53. Daniel Lord Smail, The Consumption of Justice: Emotions, Publicity, and Legal Culture in Marseilles, 1264-1423
A fascinating look at how people used the courts
Daniel Lord Smail, The Consumption of Justice: Emotions, Publicity, and Legal Culture in Marseille, 1264-1423. Ithaca NY: Cornell University Press. 2013. (2003.)
The Consumption of Justice is a very interesting book. It takes as a focus for investigation the law courts of Marseille between the thirteenth and the early fifteenth centuries, and examines them from the point of view of the public performance of emotions like enmity, anger, and friendship. Smail's thesis is that, rather than being driven to use law courts by a growing royal monopoly on violence, Marseille's residents chose to use the law courts as one among a number of tools to enact their enmities.
Smail divides his work into five chapters, an introduction, a conclusion, and an appendix on the nature of legal records from this period in Marseille. In chapter one, "Using the Courts," he outlines, using specific cases, how the courts of Marseille operated, what kinds of cases they oversaw, and how in general people interacted with the local legal systems. Chapter two, "Structures of Hatred," discusses how enmity, hatred, friendship and kinship were socially constructed and performed as emotions, and how this came into play in a legal system where a witness who was too much a friend or too much an enemy to one of the parties at law could be forbidden from giving testimony. Chapter three, "The Pursuit of Debt," looks specifically at how cases for the recovery of debt enacted or exacerbated otherwise-existing enmities: debt represents by far the largest number of encounters with the legal system.

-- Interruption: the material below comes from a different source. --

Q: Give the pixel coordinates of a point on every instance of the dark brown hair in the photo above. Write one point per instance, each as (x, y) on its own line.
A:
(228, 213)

Chapter four, "Body and Bona," discusses the penalties assessed and assigned by the courts in Marseilles. "Bona," here is a term referring not only to someone's goods but also to their good name, their reputation, as I understand it in Smail's explanation. Marseillaise courts preferred to penalise the bona rather than the body, and people potentially subject to capital penalties usually fled into exile and negotiated their return from outside the Marseillaise courts' jurisdiction. In practice, it appears, corporeal punishments were reserved for people who had no bona to extract penalties from (which means no kin or friends willing to lend them means, either): foreigners or poor people of confirmed bad reputation. And chapter five, "The Public Archive," discusses the public, outdoors nature of law courts in Marseilles, and how community knowledge of individuals and their deeds and possessions was a vital part of what courts considered as evidence.
Smail's work here is readable and accessible to the interested layperson (not my period, but I found everything easy to follow) and filled with fascinating details and the traces of centuries-old grudges and affections. Like The Voices of Nîmes, it brings the past to life in the form of its people.